Palavras-chave: COVID-19. Sistema Cardiovascular. Receptor ECA-2.
INTRODUÇÃO
A COVID-19 é uma doença infecciosa causada pelo novo coronavírus, o SARS-CoV-2, vírus zoonótico, um vírus de RNA da ordem Nidovirales, da família Coronaviridae, responsável por uma doença recente que ganhou dimensões globais¹. Por sua dimensão mundial e por ainda não apresentar medidas de prevenção e tratamento adequados, essa doença requer estudos direcionados, visando a constante atualização médica acerca da sua capacidade em afetar os diversos sistemas a longo e a curto prazo, bem como a compreensão da fisiopatologia atrelada a esses efeitos². A maior parte da população infectada demonstrou um quadro brando, semelhante a uma Infecção de Vias Aéreas Superiores (IVAS), associado à mialgia, tosse e febre. No entanto, a doença passou a preocupar especialistas quando foi associada com uma dispneia importante e dessaturação dos infectados. Segundo a Organização Mundial de Saúde (OMS), a maior preocupação está em um grupo específico, o chamado grupo de risco, formado por pessoas mais velhas e pessoas de todas as idades com condições médicas pré-existentes como diabetes, pressão alta, doenças cardíacas, doenças pulmonares ou câncer, por possuírem maior risco de desenvolver complicações graves com mais frequência do que outras³.

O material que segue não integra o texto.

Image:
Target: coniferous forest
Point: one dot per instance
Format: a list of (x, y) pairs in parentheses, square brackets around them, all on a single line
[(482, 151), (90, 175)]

Em vista dos grupos de risco mais afetados e diante das grandes consequências devastadoras ao sistema cardiovascular, o estudo de revisão de literatura em questão objetiva compilar os dados expostos em artigos acerca das consequências da ação viral no sistema cardiovascular e seus respectivos achados clínicos.
MÉTODOS
Para identificar os artigos acerca do assunto, realizou-se a busca nas bases de dados PUBMED, Scielo e LILACS, no período de janeiro de 2019 a maio de 2020, com as seguintes palavras chaves: "COVID-19" and "Cardiovascular". Foram utilizados somente termos em inglês. Para a inclusão dos artigos, foram empregados os seguintes critérios: estudos observacionais, estudos descritivos, revisões de literatura e revisões sistemáticas totalizando 137 artigos do PUBMED, 25 da Scielo e 3 da LILACS. Destes, foram selecionados 27 artigos após a leitura do título. Foram excluídos estudos de relato de caso, pela limitação a um único paciente de um achado que podem não representar uma verdade científica, estudos experimentais em animais, artigos que não estivessem em língua inglesa ou portuguesa, os que se limitavam ao aspecto terapêutico da doença, artigos repetidos, cartas ao editor e comentários. Foram lidos todos os resumos resultantes dos artigos selecionados e foram excluídos 12 artigos cujos enfoques não eram as implicações cardiológicas da COVID-19, restando 15 artigos para a revisão, conforme demonstrado na figura 1.
REVISÃO DE LITERATURA
Histórico de Doença Cardíaca e Comorbidades Preexistentes
Identificou-se que pacientes que apresentavam histórico de hipertensão e doenças cardíacas têm risco de 2 a 4 vezes aumentado de desenvolver doença severa. Além disso, pacientes com COVID-19 com histórico de doença cardíaca ou injúria cardíaca recentemente adquirida tem um risco aumentado para morbidade e mortalidade hospitalar. Outras condições como: diabetes mellitus, tabagismo, doença pulmonar crônica e câncer também cursam com pior prognóstico²,4-6.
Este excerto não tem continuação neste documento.